When thinking of English fantasy today, one may be forgiven for starting with Tolkien. The reach of Bilbo and Frodo has been long and glorious, not just throughout Middle-earth, but also throughout popular culture. However, before Tolkien turned over that fateful student paper and started to write, there existed another world of English fantasy: a stranger and darker world. This was the world of Lord Dunsany, of Lewis Carroll, and of C S Lewis. There, the elves were mischievous, not noble. Deals made were never as they seemed. Ordinary folk made their way there every now and again, as the lands of faerie themselves were always just a short walk from the fields we know.

In The Willow by Your Side, Peter Haynes takes us on a welcome-back trip to these magical paths. But as you might expect, the experience is not an exercise in nostalgia. Modern sensibilities and today’s harder edges intrude into the lands of the faerie. While the book follows a boy (name unknown) on his quest to find his lost sister in the 1930s, this story was not written by Enid Blyton. There are no faraway trees in the woods, but rather a magical lake where the children run to escape a father half-mad with PTSD. This lends the fairy-tale aspect of the story a new, refreshing angle.

So, the boy’s sister has gone missing. Suspicion falls on the father, who only the week before severely wounded her with a pitchfork whilst in a rage. The father is arrested, and this sets the boy off on his quest across the lake to bring his sister back.

The narrative is delivered in the first person and takes the form of the boy’s inner dialogue as he talks to his missing sister. While this style allows us to get to know the boy intimately, it gives every scene a sense of passiveness, as we only see what happens to the boy. The reader is not left to figure anything out on their own, but rather learns everything through the protagonist’s senses. Although this allows us to know his intimate thoughts, it also frustrates, as the reader is forced to view the story through an unreliable narrator. While it is a change from the textbook fairy-tale third person narrative, it prevents us from seeing the ‘big picture’.

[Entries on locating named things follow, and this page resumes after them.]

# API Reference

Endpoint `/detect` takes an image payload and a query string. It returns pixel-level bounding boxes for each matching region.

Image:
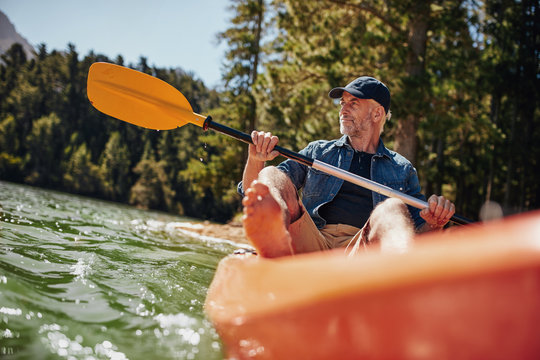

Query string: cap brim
[328,87,345,99]
[328,87,371,99]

There are two stories told in this novel, running concurrently. The prime narrative is the boy’s quest over the lake to rescue his sister. The secondary narrative shows us the events of the weeks immediately preceding the girl’s disappearance, as the children’s father descends further into madness. The twin-narrative structure is fun, but the closeness in time of the two stories (with the first ending only a day or so before the other starts) does not allow us to see any change in the boy’s character over time. The story leading up to the girl’s disappearance has life-altering consequences for the boy, but when we meet him at the beginning of the novel (starting the prime, later narrative) we do not see any evidence of this change.

Overall, however, this issue is minor, as it only becomes apparent at the end of the book. The story moves at a pace well suited to the subject matter, and the reader is never bored. The author shows the boy’s sense of wonder, fear, and his frailty well, and nameless though he forever remains he becomes indelibly etched in the reader’s consciousness.

The best part of the novel, though, is the author’s use of prose. The language used by the boy in his internal thoughts is gorgeous, with wonderful turns of phrase that make it a joy to read. Occasionally however, it seems older and wiser than the internal dialogue of a twelve-year-old. A genuine sense of ‘Englishness’ an Anglophilia pervades the book, and it is clear the author understood his subject well.

On the whole, The Willow by Your Side is a capable addition to the ranks of English fantasy, and should delight readers of Lord Dunsany, Hope Mirrlees, and C S Lewis.